Monday, Apr. 13, 1987

Going It Alone in the Ghetto

By Jon D. Hull/Los Angeles

Nobody fears urban crime more than the urban poor. In Watts and other rough neighborhoods of South Central Los Angeles, residents are terrorized daily by gangs and gunfire, living in a virtual war zone where murder is the leading cause of death among young men. Since 1981 residents have twice voted for higher taxes to pay for more police officers, but each time the citywide referendum was defeated by voters in the more affluent and better-policed areas of Los Angeles.

Now the ghetto may decide to go it alone. Local activists have proposed a $21 million property tax levied against South Central residents to pay for 300 additional city police officers. If the measure passes this June, it will mark the first time that residents within a section of any major U.S. city have taxed themselves to pay for more police for their own neighborhood.

The proposal is the brainchild of L.A. Councilman Robert Farrell, a South Central resident who believes his area is being shortchanged by the I've-got-mine attitude that prevails in safer parts of the city. "The levels of violent crime in South Central Los Angeles are just no longer acceptable," says Farrell. "My car has been broken into, my house has been burglarized, and my wife has been robbed at gunpoint. No other members of the city council would put up with this."

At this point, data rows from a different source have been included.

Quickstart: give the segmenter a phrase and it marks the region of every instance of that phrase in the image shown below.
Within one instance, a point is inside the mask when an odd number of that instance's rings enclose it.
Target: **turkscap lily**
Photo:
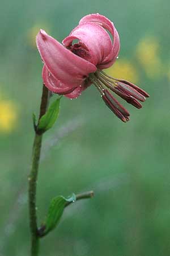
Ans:
[[[78,42],[74,44],[75,39]],[[131,82],[103,71],[113,65],[120,47],[113,23],[103,15],[83,17],[62,44],[42,30],[36,36],[36,43],[44,63],[44,84],[53,93],[76,98],[93,84],[105,104],[124,122],[129,121],[129,113],[110,90],[138,109],[142,108],[139,101],[144,101],[149,97]]]

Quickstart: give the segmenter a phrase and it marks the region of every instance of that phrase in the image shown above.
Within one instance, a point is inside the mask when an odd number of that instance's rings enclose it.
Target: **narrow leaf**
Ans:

If approved by two-thirds of South Central voters, the plan will create a special tax-assessment district affecting 500,000 mostly poor residents in a 43-sq.-mi. area. The 300 new officers will be assigned to the four Los Angeles police divisions that patrol South Central. Though these outposts represent only 22% of the department's 18 divisions, they handled 44% of the city's 831 homicides last year. South Central residents are so fearful that many have expressed willingness to pay the estimated $148 annual tab for the average homeowner.

Still, the proposal faces broad opposition, particularly from civil rights organizations. "We're redlining ourselves," says Raymond Johnson Jr., president of the Los Angeles N.A.A.C.P. "If this were proposed by a white councilman in Jackson, Miss., on the premise that it's black-on-black crime and blacks ought to pay for it, it would be a national outrage." Johnson and others argue that if well-to-do neighborhoods were to take the cue and vote to hire their own police, not to mention fire fighters, street cleaners and tree trimmers, they would be even more likely to oppose further citywide tax measures to benefit low-income areas.

But proponents argue that the alternative is for the poor to continue to suffer from crime. South Central leaders have fought for years against police- deployment patterns, which are based on a formula that considers property crimes roughly equal to violent crimes against people. This may please Porsche owners in Bel Air, but it does little to console the victims of shootings in Watts. The policy is under review by an outside consultant.

"We're confident that the study will provide for additional officers in the South Central area," says the N.A.A.C.P.'s Johnson, who threatens a lawsuit if the police department fails to take action. Two weeks ago, while South Central awaited the outcome, a bullet fired during a shoot-out between rival street gangs pierced the window of a Watts church and struck Choir & Member Dolores Allen in the head. Allen, 42, died the following day.